Von jeher galt und heute noch gilt der Guss großer Bildwerke als ein Vorgang besonderer Art, dem manchmal auch unliebsame Überraschungen nicht fehlen. Der ganze Akt hat etwas Aufregendes. Die Erwartung steigert sich von Minute zu Minute. Die geblendeten Augen folgen mit Spannung der glühenden Masse. Dampf und Rauch steigen empor zum Dache. Ist der Guss gelungen, was der Fachmann aus bestimmten Anzeichen zu erkennen vermag, so tritt die Beruhigung ein, und frohe Stimmung greift Platz. Gerne wohnte damals die vornehme Welt solchem Schauspiele bei. So auch am Nachmittage des 22. Oktober 1700 in dem vergrößerten und mit einem neuen Gießofen versehenen Gießhause auf dem Werder. Die Vornehmsten unter den Zuschauern waren die Markgrafen, die Stiefbrüder des Kurfürsten, und gleichsam in seinem Hause empfing hier der Markgraf Philipp Wilhelm als Generalfeldzeugmeister die Gäste. Am 6. November, so meldet die Chronik weiter, war das Denkmal aus der Form gearbeitet, der lehmerne Kern aus dem Reiter und dem Pferde durch ein im Kreuze des Pferdes hergerichtetes viereckiges Loch herausgebracht und alles inwendig und auswendig reingemacht, so dass man die Röhren, durch die der Fluss sich verteilt, und andere Veranstaltungen sehen und die Beschaffenheit des Gusses beurteilen konnte. Der Kurfürst versäumte nicht, mit seinem Hofstaate jetzt im Gießhause zu erscheinen und sich von dem Gelingen des Werkes zu überzeugen. Nachdem die Eingussröhren usw. abgehauen waren, ging man daran, das Bildnis ins Feinere zu bearbeiten. Jacobi, der allen Grund hatte, mit dem Verlaufe der Dinge zufrieden zu sein, gab, als das Denkmal ausgearbeitet und sauber gereinigt dastand, seinen Leuten von der Gießerei ein Festmahl, dessen Höhepunkt eine „gewisse Lustbarkeit“ darstellte. Sechs seiner Leute krochen durch das im Kreuze des Pferdes befindliche offene Loch, durch das, wie gesagt, die Kernmasse herausgeschafft worden war, in den Bauch des Pferdes und verteilten sich im Innern. Sie hatten sich Wein und Gläser mitgenommen, dazu kleine, eigens zu diesem Zwecke verfertigte Kanonenröhrchen. Den Wein tranken sie unter Vivatrufen aus und feuerten dazu, was ihnen gestattet worden war, aus den Miniaturkanonen, den „Kammerchen“, lustig hinaus ins Freie. Den Gehilfen Jacobis hatte der Kurfürst übrigens eine Erkenntlichkeit von 100 Talern auszahlen lassen.

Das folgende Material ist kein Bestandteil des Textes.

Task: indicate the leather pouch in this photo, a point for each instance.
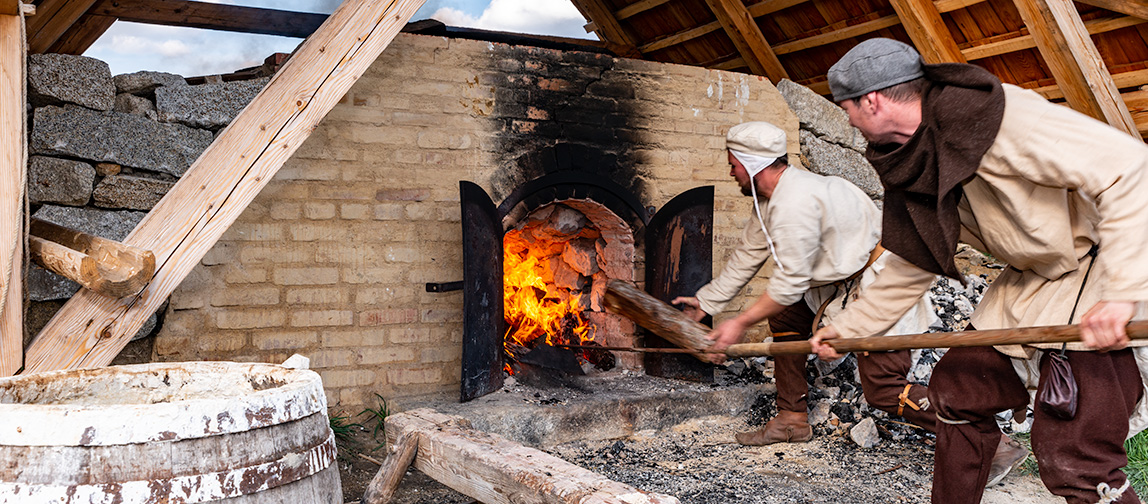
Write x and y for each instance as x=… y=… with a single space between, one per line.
x=1059 y=396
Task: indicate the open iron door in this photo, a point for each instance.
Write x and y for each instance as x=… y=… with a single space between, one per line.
x=679 y=255
x=482 y=293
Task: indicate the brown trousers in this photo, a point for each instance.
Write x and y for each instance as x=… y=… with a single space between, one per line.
x=883 y=373
x=1073 y=456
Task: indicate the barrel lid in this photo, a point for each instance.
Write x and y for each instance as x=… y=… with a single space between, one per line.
x=153 y=402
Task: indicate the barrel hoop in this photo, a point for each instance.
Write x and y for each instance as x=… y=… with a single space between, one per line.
x=192 y=488
x=84 y=425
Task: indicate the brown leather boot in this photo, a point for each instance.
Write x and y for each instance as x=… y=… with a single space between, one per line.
x=786 y=427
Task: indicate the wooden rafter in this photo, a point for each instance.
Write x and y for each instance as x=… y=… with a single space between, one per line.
x=823 y=39
x=928 y=31
x=52 y=21
x=90 y=330
x=1075 y=62
x=13 y=178
x=1021 y=41
x=746 y=36
x=214 y=16
x=1135 y=8
x=606 y=24
x=82 y=35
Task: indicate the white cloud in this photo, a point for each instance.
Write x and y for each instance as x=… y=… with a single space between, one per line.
x=557 y=17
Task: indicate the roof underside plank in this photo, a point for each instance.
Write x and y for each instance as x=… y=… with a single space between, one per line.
x=90 y=330
x=927 y=29
x=52 y=20
x=745 y=35
x=1075 y=62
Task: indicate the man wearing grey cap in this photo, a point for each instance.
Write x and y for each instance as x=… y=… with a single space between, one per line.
x=1049 y=192
x=821 y=234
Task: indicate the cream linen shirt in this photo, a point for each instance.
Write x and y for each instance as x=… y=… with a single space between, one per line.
x=1053 y=184
x=823 y=230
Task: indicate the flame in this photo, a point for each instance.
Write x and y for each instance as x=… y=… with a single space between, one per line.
x=530 y=313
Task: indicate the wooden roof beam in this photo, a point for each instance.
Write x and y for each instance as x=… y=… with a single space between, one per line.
x=13 y=180
x=211 y=16
x=928 y=31
x=746 y=36
x=52 y=21
x=1025 y=41
x=90 y=330
x=1135 y=8
x=1075 y=62
x=82 y=35
x=606 y=24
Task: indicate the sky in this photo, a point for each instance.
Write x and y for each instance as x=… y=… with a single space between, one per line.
x=129 y=47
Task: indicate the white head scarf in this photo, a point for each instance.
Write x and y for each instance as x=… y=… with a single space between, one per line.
x=757 y=145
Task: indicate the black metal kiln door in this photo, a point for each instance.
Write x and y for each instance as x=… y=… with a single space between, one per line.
x=679 y=255
x=482 y=303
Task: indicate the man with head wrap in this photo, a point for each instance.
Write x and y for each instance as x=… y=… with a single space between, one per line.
x=822 y=237
x=1060 y=198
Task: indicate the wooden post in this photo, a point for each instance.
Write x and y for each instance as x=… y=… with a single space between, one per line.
x=386 y=481
x=90 y=330
x=495 y=471
x=13 y=179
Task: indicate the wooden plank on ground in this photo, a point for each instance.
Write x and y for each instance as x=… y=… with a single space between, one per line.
x=214 y=16
x=90 y=330
x=1075 y=62
x=52 y=21
x=494 y=470
x=747 y=38
x=13 y=178
x=928 y=31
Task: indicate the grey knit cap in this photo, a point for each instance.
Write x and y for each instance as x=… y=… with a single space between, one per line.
x=874 y=64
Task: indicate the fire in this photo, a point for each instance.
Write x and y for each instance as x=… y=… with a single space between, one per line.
x=534 y=308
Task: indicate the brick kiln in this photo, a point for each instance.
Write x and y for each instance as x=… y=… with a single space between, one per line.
x=333 y=256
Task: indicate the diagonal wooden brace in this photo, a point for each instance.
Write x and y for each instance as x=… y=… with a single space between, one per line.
x=105 y=266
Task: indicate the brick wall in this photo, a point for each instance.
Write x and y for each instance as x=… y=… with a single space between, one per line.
x=331 y=258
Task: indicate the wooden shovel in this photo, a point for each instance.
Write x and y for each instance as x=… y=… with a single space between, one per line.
x=627 y=300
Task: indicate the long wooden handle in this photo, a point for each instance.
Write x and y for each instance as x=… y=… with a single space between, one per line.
x=1021 y=335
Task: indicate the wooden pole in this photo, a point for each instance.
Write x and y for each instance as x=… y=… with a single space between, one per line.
x=91 y=330
x=13 y=178
x=386 y=481
x=1019 y=335
x=625 y=299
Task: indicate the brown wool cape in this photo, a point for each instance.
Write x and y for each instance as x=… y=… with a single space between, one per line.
x=961 y=113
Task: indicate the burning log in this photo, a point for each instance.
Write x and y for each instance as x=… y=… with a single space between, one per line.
x=493 y=470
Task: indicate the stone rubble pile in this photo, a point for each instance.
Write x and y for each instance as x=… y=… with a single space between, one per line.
x=103 y=150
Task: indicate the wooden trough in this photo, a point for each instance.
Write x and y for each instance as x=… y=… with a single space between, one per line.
x=158 y=433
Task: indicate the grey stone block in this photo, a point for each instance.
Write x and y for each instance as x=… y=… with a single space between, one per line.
x=830 y=159
x=117 y=138
x=145 y=83
x=62 y=78
x=129 y=192
x=210 y=106
x=139 y=106
x=821 y=116
x=62 y=181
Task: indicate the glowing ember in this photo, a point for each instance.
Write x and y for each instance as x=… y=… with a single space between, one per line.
x=536 y=310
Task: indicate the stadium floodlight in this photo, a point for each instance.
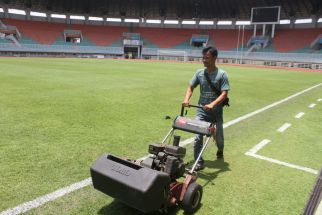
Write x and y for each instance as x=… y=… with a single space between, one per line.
x=224 y=22
x=171 y=22
x=204 y=22
x=302 y=21
x=242 y=22
x=93 y=18
x=285 y=21
x=39 y=14
x=113 y=19
x=153 y=21
x=77 y=17
x=16 y=11
x=188 y=22
x=132 y=20
x=59 y=16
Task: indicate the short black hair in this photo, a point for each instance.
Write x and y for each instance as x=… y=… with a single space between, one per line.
x=212 y=50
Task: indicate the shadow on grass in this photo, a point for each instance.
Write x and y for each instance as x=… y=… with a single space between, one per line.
x=117 y=207
x=218 y=164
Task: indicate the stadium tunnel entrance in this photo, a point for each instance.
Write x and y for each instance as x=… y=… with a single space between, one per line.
x=132 y=52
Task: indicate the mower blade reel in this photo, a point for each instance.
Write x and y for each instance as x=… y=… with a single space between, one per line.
x=139 y=187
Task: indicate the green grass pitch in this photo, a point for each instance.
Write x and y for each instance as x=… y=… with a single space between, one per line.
x=57 y=116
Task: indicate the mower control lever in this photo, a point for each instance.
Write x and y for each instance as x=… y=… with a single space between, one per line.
x=195 y=106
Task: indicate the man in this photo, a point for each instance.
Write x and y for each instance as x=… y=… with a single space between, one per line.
x=211 y=98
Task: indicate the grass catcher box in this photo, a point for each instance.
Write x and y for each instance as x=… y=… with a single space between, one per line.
x=139 y=187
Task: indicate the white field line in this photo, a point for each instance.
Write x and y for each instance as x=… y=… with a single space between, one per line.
x=284 y=127
x=44 y=199
x=258 y=146
x=306 y=169
x=299 y=115
x=312 y=105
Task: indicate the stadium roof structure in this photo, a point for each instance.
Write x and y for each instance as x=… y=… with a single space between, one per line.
x=177 y=9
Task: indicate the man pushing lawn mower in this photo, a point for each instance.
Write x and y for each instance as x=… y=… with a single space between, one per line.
x=214 y=87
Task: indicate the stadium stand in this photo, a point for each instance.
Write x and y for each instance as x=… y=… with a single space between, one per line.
x=295 y=40
x=37 y=32
x=167 y=37
x=227 y=39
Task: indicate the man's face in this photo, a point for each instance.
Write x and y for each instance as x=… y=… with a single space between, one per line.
x=208 y=59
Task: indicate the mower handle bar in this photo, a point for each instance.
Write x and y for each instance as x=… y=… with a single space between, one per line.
x=195 y=106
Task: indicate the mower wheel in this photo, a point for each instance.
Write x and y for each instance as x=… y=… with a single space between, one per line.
x=192 y=198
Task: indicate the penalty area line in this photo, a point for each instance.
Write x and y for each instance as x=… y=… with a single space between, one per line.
x=24 y=207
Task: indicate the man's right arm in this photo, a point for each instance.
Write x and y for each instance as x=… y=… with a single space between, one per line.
x=186 y=99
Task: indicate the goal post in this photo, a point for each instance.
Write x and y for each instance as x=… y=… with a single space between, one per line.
x=164 y=54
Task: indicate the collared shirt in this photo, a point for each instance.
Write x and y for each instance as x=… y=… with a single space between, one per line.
x=218 y=78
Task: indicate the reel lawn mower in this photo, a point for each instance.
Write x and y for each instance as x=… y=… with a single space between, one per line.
x=152 y=184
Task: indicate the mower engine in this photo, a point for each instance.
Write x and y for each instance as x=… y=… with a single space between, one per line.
x=167 y=159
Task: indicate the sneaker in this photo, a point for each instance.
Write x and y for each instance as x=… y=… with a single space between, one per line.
x=220 y=154
x=199 y=167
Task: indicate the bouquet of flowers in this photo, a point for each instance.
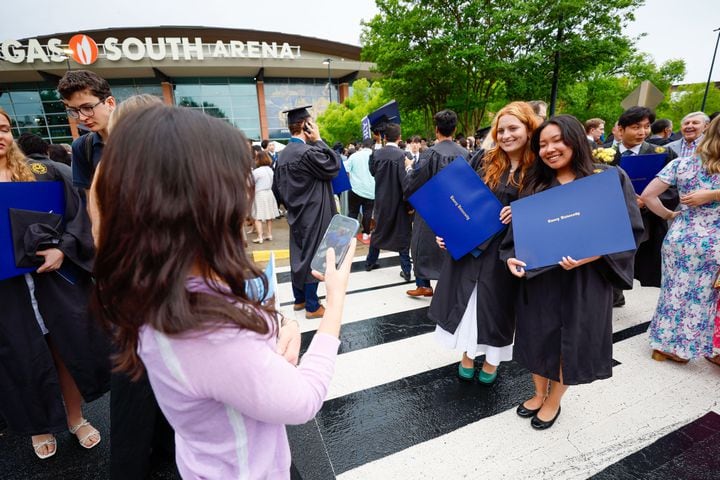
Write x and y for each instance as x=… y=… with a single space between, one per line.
x=604 y=155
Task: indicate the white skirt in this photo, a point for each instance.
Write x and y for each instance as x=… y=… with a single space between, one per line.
x=465 y=337
x=265 y=206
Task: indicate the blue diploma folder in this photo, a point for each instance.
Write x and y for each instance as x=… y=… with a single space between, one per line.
x=580 y=219
x=459 y=207
x=642 y=168
x=341 y=182
x=37 y=196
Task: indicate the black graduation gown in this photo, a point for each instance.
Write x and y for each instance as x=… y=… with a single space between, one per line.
x=30 y=396
x=393 y=222
x=427 y=256
x=496 y=287
x=568 y=314
x=302 y=180
x=648 y=258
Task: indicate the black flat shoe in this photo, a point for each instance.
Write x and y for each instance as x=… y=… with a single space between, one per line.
x=538 y=424
x=525 y=412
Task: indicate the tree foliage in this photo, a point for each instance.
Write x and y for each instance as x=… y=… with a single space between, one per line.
x=468 y=54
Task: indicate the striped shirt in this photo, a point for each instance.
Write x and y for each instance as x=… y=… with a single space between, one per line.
x=687 y=149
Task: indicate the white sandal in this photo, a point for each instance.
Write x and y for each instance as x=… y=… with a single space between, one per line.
x=84 y=423
x=38 y=446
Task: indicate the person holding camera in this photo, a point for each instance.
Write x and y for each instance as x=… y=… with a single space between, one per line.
x=302 y=180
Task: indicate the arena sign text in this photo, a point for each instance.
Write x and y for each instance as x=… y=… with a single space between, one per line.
x=86 y=51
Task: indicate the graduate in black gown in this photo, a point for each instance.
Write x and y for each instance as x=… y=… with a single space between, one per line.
x=52 y=354
x=564 y=312
x=303 y=174
x=427 y=256
x=474 y=301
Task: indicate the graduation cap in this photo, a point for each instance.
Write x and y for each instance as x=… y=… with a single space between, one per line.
x=297 y=114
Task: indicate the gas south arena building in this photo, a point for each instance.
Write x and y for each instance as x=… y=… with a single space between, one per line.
x=247 y=77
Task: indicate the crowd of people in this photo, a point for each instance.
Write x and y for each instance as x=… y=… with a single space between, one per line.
x=147 y=290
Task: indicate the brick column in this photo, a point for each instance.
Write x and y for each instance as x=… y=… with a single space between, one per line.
x=260 y=85
x=343 y=91
x=167 y=93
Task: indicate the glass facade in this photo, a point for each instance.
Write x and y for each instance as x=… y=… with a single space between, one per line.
x=232 y=99
x=284 y=93
x=36 y=107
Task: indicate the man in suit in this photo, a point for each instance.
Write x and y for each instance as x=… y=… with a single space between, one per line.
x=692 y=127
x=660 y=132
x=633 y=127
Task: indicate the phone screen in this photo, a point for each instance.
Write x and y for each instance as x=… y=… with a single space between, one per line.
x=337 y=236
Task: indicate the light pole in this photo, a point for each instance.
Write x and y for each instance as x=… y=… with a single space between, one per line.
x=327 y=62
x=712 y=64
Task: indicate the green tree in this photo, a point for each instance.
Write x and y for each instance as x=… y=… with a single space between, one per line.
x=470 y=55
x=600 y=94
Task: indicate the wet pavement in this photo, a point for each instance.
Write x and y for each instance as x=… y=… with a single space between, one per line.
x=395 y=409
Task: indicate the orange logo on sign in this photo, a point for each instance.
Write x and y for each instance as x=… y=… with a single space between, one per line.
x=84 y=49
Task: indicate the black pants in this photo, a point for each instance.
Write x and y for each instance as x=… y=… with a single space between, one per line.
x=138 y=429
x=355 y=202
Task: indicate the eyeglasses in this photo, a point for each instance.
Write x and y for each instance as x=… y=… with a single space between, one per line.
x=85 y=110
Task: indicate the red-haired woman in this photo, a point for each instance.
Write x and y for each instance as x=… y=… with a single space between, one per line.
x=474 y=302
x=52 y=354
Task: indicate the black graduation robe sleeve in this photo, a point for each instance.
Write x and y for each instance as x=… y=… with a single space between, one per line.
x=321 y=161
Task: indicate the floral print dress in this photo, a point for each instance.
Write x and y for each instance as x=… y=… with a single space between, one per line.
x=684 y=320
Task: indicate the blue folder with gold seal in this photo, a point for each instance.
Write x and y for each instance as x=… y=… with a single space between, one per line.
x=580 y=219
x=642 y=168
x=459 y=207
x=48 y=197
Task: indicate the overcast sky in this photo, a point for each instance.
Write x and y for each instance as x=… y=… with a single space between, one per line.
x=674 y=28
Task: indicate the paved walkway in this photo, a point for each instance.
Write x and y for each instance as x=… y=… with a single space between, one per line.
x=395 y=409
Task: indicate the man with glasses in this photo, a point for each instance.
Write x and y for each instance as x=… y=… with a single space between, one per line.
x=87 y=99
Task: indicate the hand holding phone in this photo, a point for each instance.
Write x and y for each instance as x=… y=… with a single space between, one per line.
x=337 y=237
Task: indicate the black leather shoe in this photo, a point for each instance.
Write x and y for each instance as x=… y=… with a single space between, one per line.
x=538 y=424
x=525 y=412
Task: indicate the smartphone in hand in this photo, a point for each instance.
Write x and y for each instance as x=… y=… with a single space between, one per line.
x=337 y=236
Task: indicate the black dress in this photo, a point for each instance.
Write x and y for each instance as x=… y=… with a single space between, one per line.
x=496 y=287
x=565 y=316
x=30 y=397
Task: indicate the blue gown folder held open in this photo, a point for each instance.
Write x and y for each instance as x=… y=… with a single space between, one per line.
x=580 y=219
x=642 y=168
x=459 y=207
x=46 y=197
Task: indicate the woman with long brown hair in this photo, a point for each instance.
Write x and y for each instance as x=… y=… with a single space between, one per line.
x=474 y=298
x=171 y=270
x=52 y=353
x=684 y=321
x=564 y=315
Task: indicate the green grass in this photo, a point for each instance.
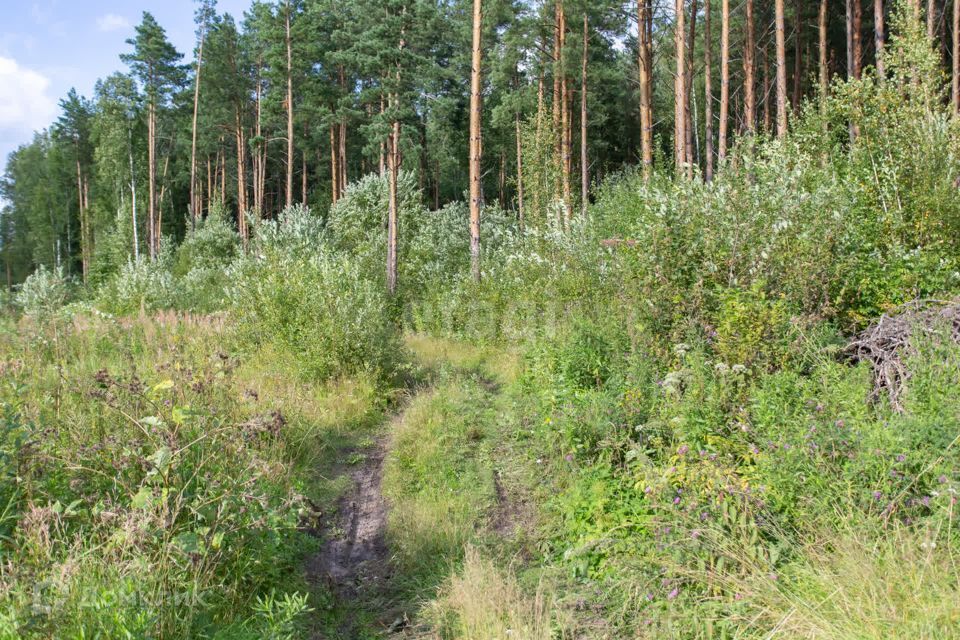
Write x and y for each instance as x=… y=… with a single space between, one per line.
x=162 y=476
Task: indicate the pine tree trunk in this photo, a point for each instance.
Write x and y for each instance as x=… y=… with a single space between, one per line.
x=644 y=15
x=781 y=71
x=241 y=178
x=392 y=214
x=152 y=177
x=956 y=56
x=797 y=54
x=584 y=165
x=83 y=218
x=259 y=158
x=476 y=143
x=334 y=169
x=878 y=29
x=303 y=177
x=679 y=89
x=765 y=96
x=854 y=53
x=383 y=146
x=557 y=67
x=688 y=92
x=194 y=205
x=520 y=195
x=708 y=91
x=724 y=80
x=566 y=137
x=289 y=200
x=749 y=96
x=824 y=56
x=133 y=196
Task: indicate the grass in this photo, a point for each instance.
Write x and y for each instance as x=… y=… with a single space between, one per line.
x=162 y=475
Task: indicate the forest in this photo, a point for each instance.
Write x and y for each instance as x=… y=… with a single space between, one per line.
x=489 y=319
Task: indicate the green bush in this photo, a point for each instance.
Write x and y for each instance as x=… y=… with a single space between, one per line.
x=322 y=308
x=142 y=284
x=43 y=293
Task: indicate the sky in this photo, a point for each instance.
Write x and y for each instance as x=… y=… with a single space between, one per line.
x=49 y=46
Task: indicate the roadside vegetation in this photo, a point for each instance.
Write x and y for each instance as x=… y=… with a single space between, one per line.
x=647 y=425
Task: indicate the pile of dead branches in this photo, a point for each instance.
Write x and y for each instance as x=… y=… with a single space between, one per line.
x=890 y=342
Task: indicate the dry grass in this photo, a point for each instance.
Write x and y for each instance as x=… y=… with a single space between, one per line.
x=483 y=602
x=898 y=585
x=501 y=364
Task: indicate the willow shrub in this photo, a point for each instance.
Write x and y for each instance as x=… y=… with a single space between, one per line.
x=317 y=303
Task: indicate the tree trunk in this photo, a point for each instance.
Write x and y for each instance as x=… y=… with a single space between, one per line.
x=584 y=163
x=824 y=57
x=334 y=169
x=781 y=71
x=133 y=196
x=765 y=96
x=152 y=177
x=956 y=56
x=878 y=35
x=259 y=156
x=342 y=141
x=724 y=80
x=644 y=15
x=749 y=96
x=83 y=218
x=557 y=67
x=688 y=126
x=241 y=178
x=303 y=177
x=476 y=143
x=708 y=91
x=679 y=89
x=392 y=214
x=289 y=200
x=797 y=54
x=194 y=204
x=566 y=137
x=520 y=195
x=383 y=146
x=854 y=53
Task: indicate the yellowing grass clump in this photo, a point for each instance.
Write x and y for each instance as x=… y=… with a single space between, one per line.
x=483 y=602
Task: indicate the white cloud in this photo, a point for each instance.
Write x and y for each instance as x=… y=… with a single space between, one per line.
x=112 y=22
x=24 y=103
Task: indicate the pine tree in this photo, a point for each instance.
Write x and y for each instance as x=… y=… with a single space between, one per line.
x=154 y=63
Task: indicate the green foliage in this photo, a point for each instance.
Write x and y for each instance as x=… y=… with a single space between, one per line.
x=141 y=284
x=42 y=294
x=322 y=307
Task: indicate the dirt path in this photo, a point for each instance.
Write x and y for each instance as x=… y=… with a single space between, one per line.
x=355 y=552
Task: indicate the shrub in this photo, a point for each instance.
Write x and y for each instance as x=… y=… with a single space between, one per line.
x=43 y=293
x=321 y=308
x=140 y=284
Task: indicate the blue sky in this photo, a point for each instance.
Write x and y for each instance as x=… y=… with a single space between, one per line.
x=49 y=46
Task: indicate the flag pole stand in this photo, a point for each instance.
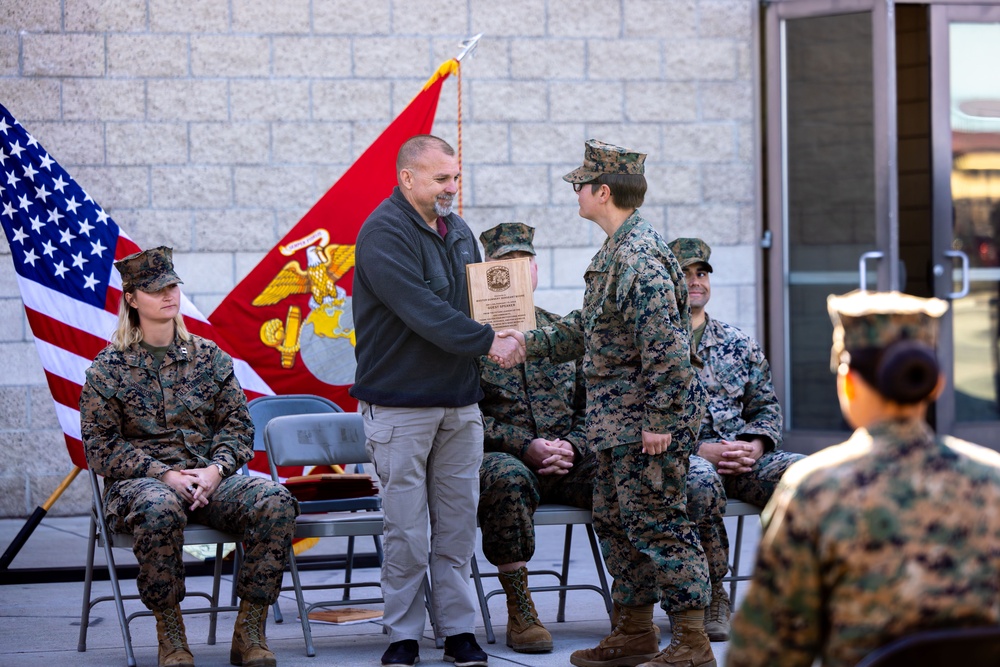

Hochgeehrt wurde der Meister des Gusses: neben den 1.000 Talern, die ihm als Recompense im Patente zugesichert waren, erhielt er eine große goldene Kette, an der das Rundbild Friedrichs III. hing, ein Schmuckstück, dessen Wert auf 1.200 Taler abgeschätzt war. Johann Jacobis Bildnis aber stach einige Jahre später nach einem Gemälde des Malers Wenzel der sehr geschätzte Kupferstecher Johann Georg Wolfgang. Mit dem Staatsgewande angetan, den Degen zur Seite stützt sich Jacobi vornehm-lässig auf das Rohr der Prunkkanone Asia. Mit der Rechten weist er hinüber zu seinem größten Werke, dem im Hofe des Gießhauses hoch emporragenden Reiterbilde Friedrich Wilhelms (Abb. 16).
016. J. G. Wolfgang, Bildnis des Gießers Johann Jacobi. Kupferstich nach dem Gemälde von Wenzel.

016. J. G. Wolfgang, Bildnis des Gießers Johann Jacobi. Kupferstich nach dem Gemälde von Wenzel.